Francisco Esteva, MD, PhD: But I think it’s a really important question. As you said, I’m sure there is resistance, but can we overcome that resistance by switching the hormone therapy like we’ve done with Herceptin (trastuzumab)? We don’t know that.

Hope S. Rugo, MD: I still think it’s a really fascinating thing to add additional targeted agents that may be able to overcome resistance. There are trials looking at a combined mTOR and PI3 kinase inhibitor, gedatolisib, that are added on for the patients who previously had a CDK4/6 inhibitor, and you keep the CDK4/6 inhibitor. There were fascinating data presented at San Antonio with this FGFR receptor amplification that is associated with resistance to CDK4/6 inhibitors, and there’s a trial going on that we’ll be participating in, when it gets out of phase I, looking at an FGFR inhibitor.
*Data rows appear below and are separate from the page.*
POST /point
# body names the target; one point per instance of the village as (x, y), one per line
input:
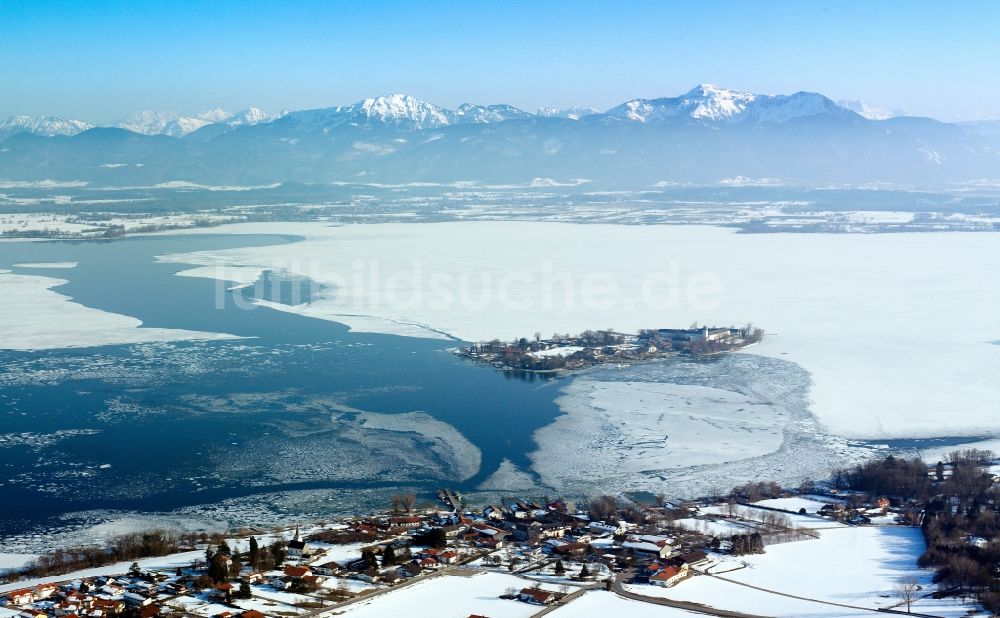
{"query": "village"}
(748, 553)
(566, 352)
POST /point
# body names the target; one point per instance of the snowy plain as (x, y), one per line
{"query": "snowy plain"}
(894, 329)
(856, 567)
(450, 596)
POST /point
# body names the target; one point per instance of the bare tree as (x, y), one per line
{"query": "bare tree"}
(408, 501)
(906, 592)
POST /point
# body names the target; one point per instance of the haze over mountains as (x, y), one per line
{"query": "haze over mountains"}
(705, 136)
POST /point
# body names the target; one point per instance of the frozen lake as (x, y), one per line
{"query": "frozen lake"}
(127, 389)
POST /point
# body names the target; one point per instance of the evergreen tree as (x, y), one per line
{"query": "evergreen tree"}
(217, 568)
(278, 551)
(254, 553)
(235, 568)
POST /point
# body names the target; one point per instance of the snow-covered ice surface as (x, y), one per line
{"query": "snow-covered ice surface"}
(940, 453)
(35, 317)
(794, 504)
(450, 597)
(47, 265)
(690, 428)
(14, 561)
(643, 426)
(894, 329)
(855, 566)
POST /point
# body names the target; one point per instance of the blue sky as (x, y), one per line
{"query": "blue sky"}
(100, 60)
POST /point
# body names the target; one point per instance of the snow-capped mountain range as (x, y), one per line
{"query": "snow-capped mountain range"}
(177, 124)
(704, 103)
(42, 125)
(705, 135)
(709, 103)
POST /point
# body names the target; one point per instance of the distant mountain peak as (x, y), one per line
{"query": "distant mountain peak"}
(573, 113)
(401, 110)
(711, 103)
(42, 125)
(481, 114)
(870, 112)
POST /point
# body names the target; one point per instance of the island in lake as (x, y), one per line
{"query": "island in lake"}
(595, 347)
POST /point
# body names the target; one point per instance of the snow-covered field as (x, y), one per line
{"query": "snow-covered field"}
(450, 597)
(854, 566)
(893, 328)
(35, 317)
(602, 603)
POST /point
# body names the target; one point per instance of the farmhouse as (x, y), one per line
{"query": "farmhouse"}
(536, 596)
(668, 576)
(296, 547)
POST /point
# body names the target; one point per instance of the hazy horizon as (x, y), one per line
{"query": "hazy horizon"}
(100, 62)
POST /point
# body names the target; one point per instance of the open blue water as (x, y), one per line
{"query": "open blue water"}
(150, 446)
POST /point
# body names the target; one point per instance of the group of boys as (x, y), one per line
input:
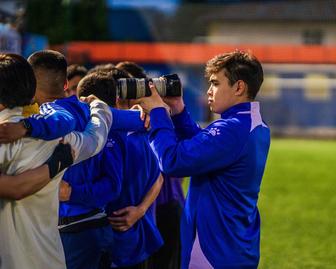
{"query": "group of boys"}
(107, 216)
(105, 211)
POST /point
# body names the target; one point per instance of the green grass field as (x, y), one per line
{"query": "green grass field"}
(298, 205)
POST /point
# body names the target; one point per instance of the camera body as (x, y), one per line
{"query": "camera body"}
(134, 88)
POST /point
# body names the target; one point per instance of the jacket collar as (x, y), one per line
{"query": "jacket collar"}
(242, 107)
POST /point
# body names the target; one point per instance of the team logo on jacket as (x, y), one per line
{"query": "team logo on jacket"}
(110, 143)
(214, 131)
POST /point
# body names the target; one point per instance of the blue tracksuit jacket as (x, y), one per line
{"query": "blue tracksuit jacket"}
(226, 161)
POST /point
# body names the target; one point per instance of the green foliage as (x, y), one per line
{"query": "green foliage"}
(297, 205)
(65, 20)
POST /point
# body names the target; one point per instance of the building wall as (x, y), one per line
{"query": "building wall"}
(271, 32)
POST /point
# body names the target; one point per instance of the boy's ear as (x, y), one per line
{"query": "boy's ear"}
(241, 88)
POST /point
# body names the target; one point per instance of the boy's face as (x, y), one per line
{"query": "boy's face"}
(221, 95)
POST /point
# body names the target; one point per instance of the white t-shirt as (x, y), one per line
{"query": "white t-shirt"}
(29, 236)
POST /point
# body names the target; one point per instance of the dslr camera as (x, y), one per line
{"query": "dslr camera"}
(134, 88)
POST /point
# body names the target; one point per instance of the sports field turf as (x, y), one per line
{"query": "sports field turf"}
(298, 205)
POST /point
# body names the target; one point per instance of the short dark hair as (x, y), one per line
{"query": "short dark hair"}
(101, 85)
(132, 68)
(76, 70)
(238, 65)
(53, 66)
(17, 81)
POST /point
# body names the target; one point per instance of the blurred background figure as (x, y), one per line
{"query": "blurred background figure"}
(75, 73)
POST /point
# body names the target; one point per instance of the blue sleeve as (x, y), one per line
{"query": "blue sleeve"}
(185, 127)
(107, 187)
(126, 120)
(53, 122)
(213, 148)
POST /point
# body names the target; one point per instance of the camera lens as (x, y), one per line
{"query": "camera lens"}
(134, 88)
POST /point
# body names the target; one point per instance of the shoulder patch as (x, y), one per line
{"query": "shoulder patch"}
(214, 131)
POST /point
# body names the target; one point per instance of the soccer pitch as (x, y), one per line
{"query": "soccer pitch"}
(297, 205)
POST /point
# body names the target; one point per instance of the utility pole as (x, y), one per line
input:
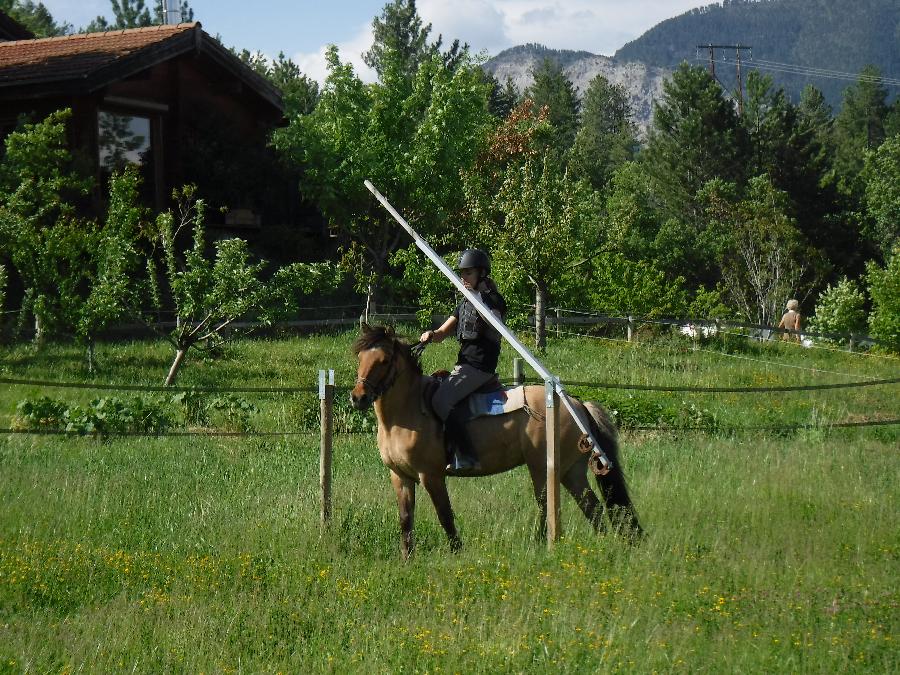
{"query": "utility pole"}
(712, 67)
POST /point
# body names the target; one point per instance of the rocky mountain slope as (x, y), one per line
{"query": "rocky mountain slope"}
(643, 83)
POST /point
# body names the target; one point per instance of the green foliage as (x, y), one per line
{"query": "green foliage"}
(102, 417)
(884, 289)
(552, 90)
(134, 14)
(615, 285)
(859, 126)
(210, 293)
(882, 179)
(762, 256)
(410, 136)
(841, 308)
(606, 136)
(35, 17)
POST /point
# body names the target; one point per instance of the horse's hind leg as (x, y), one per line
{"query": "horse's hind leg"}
(575, 481)
(406, 504)
(436, 486)
(538, 472)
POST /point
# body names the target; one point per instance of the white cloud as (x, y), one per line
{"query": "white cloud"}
(312, 64)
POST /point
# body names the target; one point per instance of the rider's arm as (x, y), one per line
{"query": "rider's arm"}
(448, 328)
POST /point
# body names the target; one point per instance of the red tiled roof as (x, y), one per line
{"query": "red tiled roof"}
(78, 56)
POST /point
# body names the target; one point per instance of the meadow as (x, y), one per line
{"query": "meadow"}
(768, 550)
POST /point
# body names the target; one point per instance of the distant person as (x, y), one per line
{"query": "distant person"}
(791, 321)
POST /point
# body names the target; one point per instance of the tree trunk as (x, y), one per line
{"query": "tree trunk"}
(540, 315)
(176, 365)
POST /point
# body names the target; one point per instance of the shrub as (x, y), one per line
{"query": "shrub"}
(884, 289)
(840, 309)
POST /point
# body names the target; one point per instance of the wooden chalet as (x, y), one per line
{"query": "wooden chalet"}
(170, 99)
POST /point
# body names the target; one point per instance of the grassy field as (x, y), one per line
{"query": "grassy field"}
(766, 551)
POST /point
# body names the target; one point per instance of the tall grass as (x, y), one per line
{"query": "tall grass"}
(764, 552)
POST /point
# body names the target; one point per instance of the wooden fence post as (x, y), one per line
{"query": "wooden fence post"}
(326, 428)
(518, 371)
(552, 489)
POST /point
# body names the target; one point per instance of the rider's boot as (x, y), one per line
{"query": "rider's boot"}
(461, 452)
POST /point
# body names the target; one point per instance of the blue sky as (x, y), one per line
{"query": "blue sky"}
(303, 28)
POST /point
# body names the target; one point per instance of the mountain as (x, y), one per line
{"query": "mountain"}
(789, 38)
(643, 83)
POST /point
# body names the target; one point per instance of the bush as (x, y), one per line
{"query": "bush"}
(840, 309)
(884, 289)
(102, 417)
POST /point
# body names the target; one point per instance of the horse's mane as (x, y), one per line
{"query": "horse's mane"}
(385, 338)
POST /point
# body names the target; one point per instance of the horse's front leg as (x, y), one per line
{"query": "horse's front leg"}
(436, 485)
(405, 490)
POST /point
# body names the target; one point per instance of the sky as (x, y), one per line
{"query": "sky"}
(302, 29)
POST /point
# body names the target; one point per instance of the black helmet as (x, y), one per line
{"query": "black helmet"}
(474, 257)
Adam M. Brufsky, MD, PhD, FACP: We’ve been burnt before in the FGFR space.

Lee Schwartzberg, MD, FACP: This is different.

Adam M. Brufsky, MD, PhD, FACP: How is it different than lucitanib? We’ve all been burnt by lucitanib.

Hope S. Rugo, MD: It’s less toxic, and it doesn’t have VEGF activity.

Adam M. Brufsky, MD, PhD, FACP: Looking at the lucitanib trial, it was FGF, progressive metastatic disease that’s hormone receptor–positive, no CDK4/6…

Hope S. Rugo, MD: There were no CDK inhibitors.

Adam M. Brufsky, MD, PhD, FACP: There weren’t then, but it didn’t work. It was a bust. So, how is this different?

Komal Jhaveri, MD, FACP: It was a dirty FGFR inhibitor. Lucitanib was not really a selective FGFR inhibitor, and I think the problem with the FGFR pathway is 2-fold. One is the right drug targeting the right target. So, lucitanib targets more of the VEGF and the PDGF more than the FGF, which is what we saw with the toxicity profile of hypertension predominantly with the VEGF inhibitors.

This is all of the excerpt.